Bene! (ride) Magari! Ho un ottimo rapporto con Rosario e se vorrà, e quando potrà, sa che può contare su di me. Sono libero!
La libertà però costa.
Certo, costa. Ed è rischiosa. Me ne prendo tutta la responsabilità. Non ho più il contratto dell’anno, ma ho inseguito questo sogno di ‘libertà’ per 36 anni. L’ho inseguito perché sapevo che se un giorno ci fossi arrivato sarei stato un uomo privilegiato. Arrivato a questo punto io ‘non lavoro’, ma faccio quello che mi piace di più nella vita. E io voglio fare una cosa che mi piace: se non mi piace non la voglio fare. Punto.

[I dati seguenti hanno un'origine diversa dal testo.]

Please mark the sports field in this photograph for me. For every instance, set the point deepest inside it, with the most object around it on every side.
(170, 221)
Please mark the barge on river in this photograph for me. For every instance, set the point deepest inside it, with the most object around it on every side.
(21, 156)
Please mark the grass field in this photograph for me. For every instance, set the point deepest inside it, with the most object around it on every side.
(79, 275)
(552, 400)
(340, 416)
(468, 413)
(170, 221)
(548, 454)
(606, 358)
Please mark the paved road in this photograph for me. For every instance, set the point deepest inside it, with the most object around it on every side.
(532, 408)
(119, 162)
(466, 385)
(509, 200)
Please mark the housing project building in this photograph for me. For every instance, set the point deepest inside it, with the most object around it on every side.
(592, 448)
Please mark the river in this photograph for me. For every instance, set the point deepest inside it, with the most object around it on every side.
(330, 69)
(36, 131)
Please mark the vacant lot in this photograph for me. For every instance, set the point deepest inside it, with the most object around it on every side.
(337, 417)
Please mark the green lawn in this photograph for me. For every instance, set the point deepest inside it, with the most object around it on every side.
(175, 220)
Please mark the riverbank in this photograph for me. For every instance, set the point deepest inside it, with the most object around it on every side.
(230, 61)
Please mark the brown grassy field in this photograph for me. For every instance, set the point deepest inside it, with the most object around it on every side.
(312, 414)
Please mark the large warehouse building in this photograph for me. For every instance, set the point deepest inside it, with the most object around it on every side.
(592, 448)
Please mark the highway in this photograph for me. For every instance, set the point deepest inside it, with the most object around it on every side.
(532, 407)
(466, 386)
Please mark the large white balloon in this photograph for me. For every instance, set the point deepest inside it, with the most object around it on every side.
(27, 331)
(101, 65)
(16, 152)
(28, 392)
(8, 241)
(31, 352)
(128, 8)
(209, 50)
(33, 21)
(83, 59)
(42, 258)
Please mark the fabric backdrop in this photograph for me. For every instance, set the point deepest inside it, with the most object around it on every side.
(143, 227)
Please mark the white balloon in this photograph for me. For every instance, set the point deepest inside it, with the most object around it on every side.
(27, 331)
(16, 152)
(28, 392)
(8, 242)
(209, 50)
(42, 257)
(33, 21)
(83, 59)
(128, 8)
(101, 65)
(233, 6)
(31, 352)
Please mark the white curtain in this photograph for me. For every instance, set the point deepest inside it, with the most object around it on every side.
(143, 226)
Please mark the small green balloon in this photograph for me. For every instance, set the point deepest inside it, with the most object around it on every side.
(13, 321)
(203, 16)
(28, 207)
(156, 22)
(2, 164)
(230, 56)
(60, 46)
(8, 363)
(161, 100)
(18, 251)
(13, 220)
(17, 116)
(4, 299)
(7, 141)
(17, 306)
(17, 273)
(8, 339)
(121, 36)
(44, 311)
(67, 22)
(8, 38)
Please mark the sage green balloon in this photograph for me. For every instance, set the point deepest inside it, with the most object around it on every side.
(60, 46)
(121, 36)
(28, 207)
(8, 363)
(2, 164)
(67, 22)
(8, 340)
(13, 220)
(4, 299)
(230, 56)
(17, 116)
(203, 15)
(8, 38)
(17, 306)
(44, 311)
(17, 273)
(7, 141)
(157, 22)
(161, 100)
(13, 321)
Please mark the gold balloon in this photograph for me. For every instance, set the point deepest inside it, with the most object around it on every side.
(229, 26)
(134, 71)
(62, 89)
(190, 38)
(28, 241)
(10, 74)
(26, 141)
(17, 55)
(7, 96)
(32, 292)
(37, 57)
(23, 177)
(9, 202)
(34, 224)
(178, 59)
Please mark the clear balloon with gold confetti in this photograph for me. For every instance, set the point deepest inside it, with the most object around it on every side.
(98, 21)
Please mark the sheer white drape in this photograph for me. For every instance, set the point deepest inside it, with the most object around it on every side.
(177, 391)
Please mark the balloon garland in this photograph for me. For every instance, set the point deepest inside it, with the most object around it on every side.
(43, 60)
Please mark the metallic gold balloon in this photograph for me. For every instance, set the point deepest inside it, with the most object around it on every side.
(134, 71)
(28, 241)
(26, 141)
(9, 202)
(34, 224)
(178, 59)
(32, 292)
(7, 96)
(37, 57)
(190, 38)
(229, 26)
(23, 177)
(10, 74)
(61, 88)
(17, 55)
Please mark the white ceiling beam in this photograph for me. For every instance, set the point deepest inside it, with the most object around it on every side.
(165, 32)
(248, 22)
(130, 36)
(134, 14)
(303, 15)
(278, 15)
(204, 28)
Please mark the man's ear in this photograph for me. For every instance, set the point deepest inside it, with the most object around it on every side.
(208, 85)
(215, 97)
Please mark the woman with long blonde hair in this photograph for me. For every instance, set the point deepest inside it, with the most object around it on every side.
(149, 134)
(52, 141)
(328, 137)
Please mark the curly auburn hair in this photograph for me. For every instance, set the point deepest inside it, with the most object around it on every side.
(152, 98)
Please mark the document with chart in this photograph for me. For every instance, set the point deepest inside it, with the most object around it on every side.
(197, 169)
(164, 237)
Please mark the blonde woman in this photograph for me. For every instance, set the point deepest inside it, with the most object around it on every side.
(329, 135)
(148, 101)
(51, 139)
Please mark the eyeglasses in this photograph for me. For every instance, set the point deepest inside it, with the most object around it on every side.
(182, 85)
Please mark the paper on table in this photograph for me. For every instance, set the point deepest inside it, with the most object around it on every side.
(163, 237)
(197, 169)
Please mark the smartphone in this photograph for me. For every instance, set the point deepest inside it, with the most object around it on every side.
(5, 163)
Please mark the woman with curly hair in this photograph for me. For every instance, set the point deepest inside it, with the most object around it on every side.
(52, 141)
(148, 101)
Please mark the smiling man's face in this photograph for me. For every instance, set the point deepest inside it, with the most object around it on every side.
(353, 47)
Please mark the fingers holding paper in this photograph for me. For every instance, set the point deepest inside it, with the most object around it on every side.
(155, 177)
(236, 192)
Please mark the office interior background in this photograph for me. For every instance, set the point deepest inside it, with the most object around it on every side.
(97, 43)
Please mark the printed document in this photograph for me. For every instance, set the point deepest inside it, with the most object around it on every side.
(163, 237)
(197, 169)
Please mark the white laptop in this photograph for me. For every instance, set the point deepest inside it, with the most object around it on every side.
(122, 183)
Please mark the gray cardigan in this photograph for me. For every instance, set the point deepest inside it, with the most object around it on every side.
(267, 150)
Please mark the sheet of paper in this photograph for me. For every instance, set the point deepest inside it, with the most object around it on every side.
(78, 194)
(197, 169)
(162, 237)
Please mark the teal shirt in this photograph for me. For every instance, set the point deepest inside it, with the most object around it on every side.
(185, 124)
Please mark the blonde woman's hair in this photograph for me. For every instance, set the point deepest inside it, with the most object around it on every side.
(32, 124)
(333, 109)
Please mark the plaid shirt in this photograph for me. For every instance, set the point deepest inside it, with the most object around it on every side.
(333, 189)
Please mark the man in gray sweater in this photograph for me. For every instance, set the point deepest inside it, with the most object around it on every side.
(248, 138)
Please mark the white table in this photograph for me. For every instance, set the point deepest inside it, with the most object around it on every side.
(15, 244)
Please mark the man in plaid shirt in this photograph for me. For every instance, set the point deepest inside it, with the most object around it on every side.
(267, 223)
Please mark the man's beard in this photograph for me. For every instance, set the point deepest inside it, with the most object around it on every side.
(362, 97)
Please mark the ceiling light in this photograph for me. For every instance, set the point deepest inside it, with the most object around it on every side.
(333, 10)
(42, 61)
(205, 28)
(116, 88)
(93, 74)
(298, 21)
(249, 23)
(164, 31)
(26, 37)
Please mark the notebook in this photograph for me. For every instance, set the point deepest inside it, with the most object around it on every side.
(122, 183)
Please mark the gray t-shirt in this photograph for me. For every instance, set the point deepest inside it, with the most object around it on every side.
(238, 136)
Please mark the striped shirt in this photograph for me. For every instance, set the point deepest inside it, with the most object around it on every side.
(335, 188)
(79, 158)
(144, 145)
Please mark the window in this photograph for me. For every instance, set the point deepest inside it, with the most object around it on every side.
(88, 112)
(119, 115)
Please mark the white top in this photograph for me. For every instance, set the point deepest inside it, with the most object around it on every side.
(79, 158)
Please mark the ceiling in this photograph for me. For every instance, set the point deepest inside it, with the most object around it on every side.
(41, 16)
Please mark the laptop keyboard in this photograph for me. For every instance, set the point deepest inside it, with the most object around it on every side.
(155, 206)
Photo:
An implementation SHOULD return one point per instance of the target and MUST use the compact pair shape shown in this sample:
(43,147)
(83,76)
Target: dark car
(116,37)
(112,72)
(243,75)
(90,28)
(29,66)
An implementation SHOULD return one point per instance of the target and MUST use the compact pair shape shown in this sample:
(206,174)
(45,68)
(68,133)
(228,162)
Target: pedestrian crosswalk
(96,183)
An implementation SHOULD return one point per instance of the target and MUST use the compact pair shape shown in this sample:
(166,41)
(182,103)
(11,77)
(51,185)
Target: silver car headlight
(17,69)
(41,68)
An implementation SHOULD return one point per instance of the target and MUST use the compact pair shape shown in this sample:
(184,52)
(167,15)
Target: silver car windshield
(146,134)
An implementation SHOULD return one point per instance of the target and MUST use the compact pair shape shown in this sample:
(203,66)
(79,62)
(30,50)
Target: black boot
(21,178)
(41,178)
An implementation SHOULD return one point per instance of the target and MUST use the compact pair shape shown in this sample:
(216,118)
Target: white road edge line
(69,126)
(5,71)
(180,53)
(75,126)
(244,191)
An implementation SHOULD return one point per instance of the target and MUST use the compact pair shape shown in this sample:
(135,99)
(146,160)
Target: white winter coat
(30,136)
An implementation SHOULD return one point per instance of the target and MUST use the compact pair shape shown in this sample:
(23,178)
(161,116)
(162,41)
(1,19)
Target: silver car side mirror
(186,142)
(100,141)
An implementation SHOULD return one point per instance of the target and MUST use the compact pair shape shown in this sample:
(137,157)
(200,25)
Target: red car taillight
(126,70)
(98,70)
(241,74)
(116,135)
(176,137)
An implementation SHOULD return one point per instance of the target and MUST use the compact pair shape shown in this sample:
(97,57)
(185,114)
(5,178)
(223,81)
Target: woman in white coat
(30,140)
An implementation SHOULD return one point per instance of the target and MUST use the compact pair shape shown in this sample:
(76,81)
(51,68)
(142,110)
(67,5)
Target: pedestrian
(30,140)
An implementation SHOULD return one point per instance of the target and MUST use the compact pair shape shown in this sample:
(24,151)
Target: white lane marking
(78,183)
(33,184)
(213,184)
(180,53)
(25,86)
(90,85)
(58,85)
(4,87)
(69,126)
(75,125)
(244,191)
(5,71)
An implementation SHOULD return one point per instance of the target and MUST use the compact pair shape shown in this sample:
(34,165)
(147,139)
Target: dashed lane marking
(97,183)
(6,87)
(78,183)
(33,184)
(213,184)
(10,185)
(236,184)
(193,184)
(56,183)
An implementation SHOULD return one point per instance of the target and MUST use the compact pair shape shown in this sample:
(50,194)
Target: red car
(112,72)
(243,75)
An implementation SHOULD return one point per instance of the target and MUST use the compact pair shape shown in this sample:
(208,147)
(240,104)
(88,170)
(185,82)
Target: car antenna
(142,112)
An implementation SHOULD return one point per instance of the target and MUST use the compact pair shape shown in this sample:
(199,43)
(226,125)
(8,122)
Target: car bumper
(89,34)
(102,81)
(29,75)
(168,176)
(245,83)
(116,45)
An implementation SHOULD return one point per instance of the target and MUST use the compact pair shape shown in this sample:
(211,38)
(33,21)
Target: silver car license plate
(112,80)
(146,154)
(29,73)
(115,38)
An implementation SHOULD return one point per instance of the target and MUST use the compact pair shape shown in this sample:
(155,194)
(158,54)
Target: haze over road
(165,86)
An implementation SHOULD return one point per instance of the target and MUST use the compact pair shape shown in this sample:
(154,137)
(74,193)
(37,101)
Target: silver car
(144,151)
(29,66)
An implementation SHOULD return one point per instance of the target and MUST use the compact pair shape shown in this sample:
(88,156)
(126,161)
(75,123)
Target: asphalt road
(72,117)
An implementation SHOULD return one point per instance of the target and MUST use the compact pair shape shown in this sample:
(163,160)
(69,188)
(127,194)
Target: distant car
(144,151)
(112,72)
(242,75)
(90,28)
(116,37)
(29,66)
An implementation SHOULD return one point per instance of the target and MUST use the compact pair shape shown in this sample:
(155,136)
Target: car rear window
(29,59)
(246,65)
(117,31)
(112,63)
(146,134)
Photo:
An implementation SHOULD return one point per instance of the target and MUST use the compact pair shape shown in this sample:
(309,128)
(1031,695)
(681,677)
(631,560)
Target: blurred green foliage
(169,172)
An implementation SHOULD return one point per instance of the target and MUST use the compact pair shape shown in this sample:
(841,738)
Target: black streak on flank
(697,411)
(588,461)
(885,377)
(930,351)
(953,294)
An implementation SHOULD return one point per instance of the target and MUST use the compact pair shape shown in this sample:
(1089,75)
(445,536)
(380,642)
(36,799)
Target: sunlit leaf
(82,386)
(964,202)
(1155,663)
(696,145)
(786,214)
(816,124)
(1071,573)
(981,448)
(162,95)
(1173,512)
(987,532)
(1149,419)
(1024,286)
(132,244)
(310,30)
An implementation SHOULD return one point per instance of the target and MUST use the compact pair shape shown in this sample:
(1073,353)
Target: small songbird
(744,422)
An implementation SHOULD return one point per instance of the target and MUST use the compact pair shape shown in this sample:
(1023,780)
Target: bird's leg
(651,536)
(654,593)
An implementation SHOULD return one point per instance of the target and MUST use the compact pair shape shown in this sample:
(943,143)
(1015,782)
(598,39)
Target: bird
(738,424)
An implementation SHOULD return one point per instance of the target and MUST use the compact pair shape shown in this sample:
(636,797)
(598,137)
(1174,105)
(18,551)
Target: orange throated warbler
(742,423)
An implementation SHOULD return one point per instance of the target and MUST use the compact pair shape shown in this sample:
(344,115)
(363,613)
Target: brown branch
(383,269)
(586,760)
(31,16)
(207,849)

Proposte per la prossima stagione immagino siano arrivate: ha deciso cosa viene ‘dopo’?
Le proposte sono arrivate, ma mi lapidano se dico qualcosa adesso…
Mi sa che a questo punto lo scopriremo nella presentazione dei Palinsesti Rai dell’Autunno 2016. Io però son fissata con la fiction. Sta pensando a qualche altro cortometraggio dopo La Traiettoria degli Aquiloni, a qualche altra web series?
Ti dirò, c’è molto, molto di più. A settembre succederà qualcosa per me molto importante. È un nuovo esperimento, un nuovo modo di raccontare per quel che mi riguarda e potrebbe venirne fuori qualcosa di molto interessante. So che da settembre delle cose cambieranno.
Io vorrei davvero vederla in una fiction seriale, comunque…
Anche a me piacerebbe. Ci sto lavorando attivamente. Ma di più non posso dire.
Nel frattempo cosa vede in tv? C’è qualcosa che proprio non sopporta?
Mah, io guardo un po’ di tutto in tv. È cibo per me, come leggere un libro, come vedere una serie tv. Il problema è che sono ipercritico. Finisce che mi innervosisco di fronte a regie ‘documentaristiche’. Un programma tv non è una partita di calcio: dev’essere codificato da te e se non sei nei contenuti, se non sai cosa e dove accade – e devi deciderlo tu, insieme all’editore – non puoi raccontarlo; sarai sempre una nota stonata. Talvolta si perde proprio di vista il telespettatore e anche il concetto di schermo, o meglio l’idea di far passare tutto quello che succede in quel rettangolo che vedono a casa. Se non hai presente questa regola sarà difficile ‘raccontare’: si finisce per documentare, per inseguire quel che succede, ma non si fa quel che un regista deve fare. Anche perché è lui il primo autore, non c’è niente da fare.
Ora aspettiamo solo di conoscere i suoi prossimi progetti e i suoi nuovi racconti per immagini. Intanto abbiamo avuto il piacere di seguire in regia l’ultima puntata di Che Fuori Tempo Che Fa di sabato 11 giugno ed è davvero un’esperienza coinvolgente. Come avrete potuto vedere nelle immagini di apertura, Forzano ‘dirige’ una squadra e gli strumenti audiovisivi a sua disposizione, accordati con tutta la troupe.
Un vero direttore d’orchestra, insomma, che dà tempi e ingressi agli orchestrali, intessendo uno spartito e una ‘melodia’ narrativa. Non a caso in alcune lingue il ‘regista’ è le directeur o director, mentre il termine italiano deriva dal francese ‘regìr’ che ha una connotazione più amministrativa che direttiva. Humboldt avrebbe potuto trarre interessanti conclusioni sulla particolare visione del mondo (tv) disegnata dall’italiano, ma questa è un’altra storia.
Non ci resta che ringraziare Duccio Forzano per la sua disponibilità e per la ricca, e mi auguro, piacevole intervista. Ad maiora, semper.